Before we get into the different types of brake line flares, it is important that you first understand the purpose of brake lines for your car’s braking system.
There are two different types of brake lines used on vehicles today: flexible and rigid lines. The role of all brake lines in the braking system is to transport brake fluid to the wheel cylinders, activating the caliper and brake pads, which work to apply pressure to the rotors (discs) and stop the car.
The rigid brake line is connected to the master cylinder and a flexible brake line (hose) is used on the end to connect the brake line to the braking system moving parts – the wheel cylinders and calipers.
A flexible hose is needed to withstand the movement of the wheels, the system would not be as effective if all parts of the brake line were made of rigid steel.
However, some car manufacturers do use thin and flexible braided steel brake lines at the wheel cylinder.
Braided steel allows the brake lines the freedom of movement that is needed at the wheel connection but is also stronger and more durable than the traditional rubber lines which can be prone to leaks and damage.
Brake Line Flares
To help create a stronger connection and prevent brake fluid leaks from occurring, brake line flares are used.
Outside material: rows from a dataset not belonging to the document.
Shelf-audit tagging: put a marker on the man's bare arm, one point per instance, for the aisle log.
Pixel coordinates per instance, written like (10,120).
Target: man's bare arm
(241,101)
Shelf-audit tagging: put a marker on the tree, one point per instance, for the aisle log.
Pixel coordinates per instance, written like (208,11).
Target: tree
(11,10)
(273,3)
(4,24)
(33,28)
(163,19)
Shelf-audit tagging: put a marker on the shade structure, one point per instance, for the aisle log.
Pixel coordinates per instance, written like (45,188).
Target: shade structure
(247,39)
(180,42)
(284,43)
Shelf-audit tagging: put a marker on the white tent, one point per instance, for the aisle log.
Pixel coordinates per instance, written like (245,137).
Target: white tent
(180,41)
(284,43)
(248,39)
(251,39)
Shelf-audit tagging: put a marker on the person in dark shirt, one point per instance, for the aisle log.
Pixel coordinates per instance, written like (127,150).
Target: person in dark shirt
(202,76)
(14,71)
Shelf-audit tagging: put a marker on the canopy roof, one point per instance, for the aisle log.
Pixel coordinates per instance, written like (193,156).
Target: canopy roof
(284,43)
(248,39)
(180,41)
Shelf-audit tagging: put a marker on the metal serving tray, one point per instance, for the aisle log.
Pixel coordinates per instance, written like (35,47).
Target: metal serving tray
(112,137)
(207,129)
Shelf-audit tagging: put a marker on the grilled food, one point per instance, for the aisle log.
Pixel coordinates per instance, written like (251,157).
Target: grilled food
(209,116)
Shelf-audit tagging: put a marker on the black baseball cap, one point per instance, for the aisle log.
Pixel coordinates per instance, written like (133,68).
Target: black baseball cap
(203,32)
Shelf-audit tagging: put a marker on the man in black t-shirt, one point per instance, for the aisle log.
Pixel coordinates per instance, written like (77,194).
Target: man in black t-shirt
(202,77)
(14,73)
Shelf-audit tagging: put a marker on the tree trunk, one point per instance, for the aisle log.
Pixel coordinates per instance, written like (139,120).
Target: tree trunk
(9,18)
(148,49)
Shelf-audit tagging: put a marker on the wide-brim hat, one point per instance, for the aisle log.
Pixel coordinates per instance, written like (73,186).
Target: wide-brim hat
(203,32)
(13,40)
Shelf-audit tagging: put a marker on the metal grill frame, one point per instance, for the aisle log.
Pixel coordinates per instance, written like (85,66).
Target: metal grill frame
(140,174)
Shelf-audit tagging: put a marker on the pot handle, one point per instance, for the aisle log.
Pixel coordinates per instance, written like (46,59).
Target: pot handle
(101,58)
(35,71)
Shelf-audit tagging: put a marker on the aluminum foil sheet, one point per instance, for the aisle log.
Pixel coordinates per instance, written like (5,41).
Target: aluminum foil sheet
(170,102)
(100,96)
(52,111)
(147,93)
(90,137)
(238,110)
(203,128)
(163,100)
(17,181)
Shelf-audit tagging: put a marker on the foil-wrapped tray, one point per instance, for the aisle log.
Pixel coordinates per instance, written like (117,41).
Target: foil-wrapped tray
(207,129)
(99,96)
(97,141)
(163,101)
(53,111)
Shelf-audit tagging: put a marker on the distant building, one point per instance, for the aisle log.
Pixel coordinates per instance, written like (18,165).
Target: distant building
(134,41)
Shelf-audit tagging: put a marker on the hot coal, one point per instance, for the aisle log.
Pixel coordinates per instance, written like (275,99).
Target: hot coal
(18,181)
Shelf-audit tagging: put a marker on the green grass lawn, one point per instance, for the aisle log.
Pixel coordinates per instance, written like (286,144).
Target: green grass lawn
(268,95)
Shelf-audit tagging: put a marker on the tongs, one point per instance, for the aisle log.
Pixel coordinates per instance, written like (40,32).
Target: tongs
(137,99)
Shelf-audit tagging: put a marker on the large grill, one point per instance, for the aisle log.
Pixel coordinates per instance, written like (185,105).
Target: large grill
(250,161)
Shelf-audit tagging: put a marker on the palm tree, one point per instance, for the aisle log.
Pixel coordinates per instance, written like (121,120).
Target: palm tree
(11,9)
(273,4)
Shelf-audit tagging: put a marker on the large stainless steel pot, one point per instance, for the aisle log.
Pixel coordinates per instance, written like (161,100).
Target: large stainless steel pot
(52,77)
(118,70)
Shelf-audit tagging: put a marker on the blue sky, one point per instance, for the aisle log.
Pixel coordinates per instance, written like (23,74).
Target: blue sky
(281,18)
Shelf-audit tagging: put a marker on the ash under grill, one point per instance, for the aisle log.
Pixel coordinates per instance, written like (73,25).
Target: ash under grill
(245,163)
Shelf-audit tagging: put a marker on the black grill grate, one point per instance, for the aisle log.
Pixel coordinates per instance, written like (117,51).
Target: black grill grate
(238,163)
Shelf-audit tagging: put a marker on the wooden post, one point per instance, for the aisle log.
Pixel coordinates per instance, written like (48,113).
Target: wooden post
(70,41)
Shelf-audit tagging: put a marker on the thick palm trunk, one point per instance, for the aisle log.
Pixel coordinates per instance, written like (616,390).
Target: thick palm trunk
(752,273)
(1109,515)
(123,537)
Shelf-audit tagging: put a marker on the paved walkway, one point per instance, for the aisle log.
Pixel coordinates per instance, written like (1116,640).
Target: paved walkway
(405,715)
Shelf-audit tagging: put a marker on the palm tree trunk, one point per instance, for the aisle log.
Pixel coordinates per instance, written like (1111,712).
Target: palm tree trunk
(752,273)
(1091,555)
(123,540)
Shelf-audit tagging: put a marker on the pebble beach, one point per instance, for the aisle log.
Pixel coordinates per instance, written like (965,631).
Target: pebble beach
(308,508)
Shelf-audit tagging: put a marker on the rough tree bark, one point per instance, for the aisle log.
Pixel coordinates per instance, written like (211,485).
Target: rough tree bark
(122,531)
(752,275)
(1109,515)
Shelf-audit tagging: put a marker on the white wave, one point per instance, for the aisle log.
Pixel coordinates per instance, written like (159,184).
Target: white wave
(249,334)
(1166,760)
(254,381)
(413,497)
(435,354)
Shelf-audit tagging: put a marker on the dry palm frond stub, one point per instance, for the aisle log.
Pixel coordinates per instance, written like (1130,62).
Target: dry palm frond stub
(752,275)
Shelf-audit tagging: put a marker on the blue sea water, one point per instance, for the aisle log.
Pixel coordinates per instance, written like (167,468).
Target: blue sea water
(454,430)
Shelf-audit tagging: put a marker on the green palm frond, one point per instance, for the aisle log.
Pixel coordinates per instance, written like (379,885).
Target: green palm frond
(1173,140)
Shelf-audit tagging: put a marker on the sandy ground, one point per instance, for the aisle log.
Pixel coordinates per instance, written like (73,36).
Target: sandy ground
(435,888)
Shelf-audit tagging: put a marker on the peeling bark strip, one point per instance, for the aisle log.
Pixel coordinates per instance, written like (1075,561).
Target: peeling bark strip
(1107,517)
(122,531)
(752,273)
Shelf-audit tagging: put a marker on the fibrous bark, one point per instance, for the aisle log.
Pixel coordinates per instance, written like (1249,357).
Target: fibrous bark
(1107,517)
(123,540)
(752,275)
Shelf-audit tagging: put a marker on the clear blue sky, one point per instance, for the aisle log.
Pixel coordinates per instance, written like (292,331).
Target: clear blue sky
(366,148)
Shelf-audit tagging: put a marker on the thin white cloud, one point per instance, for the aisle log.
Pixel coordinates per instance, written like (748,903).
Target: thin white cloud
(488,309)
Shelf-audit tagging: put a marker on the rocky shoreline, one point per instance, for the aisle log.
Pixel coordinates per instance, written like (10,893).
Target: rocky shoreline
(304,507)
The flares on brake lines make it possible to connect the components together more securely.
Without the flares, the brake lines may leak at the connection points, as the pressure of the brake fluid moving through the lines can become too intense.
Brake line flares need to be strong to keep a secure connection and to effectively stop leaks. The majority of brake line flares are made from either nickel-copper alloy, stainless steel, or galvanized steel.
As well as being strong, it is important that the brake line flare components are corrosion resistant. If rust builds up on the brake flares, they are less likely to work correctly and they may need to be replaced prematurely.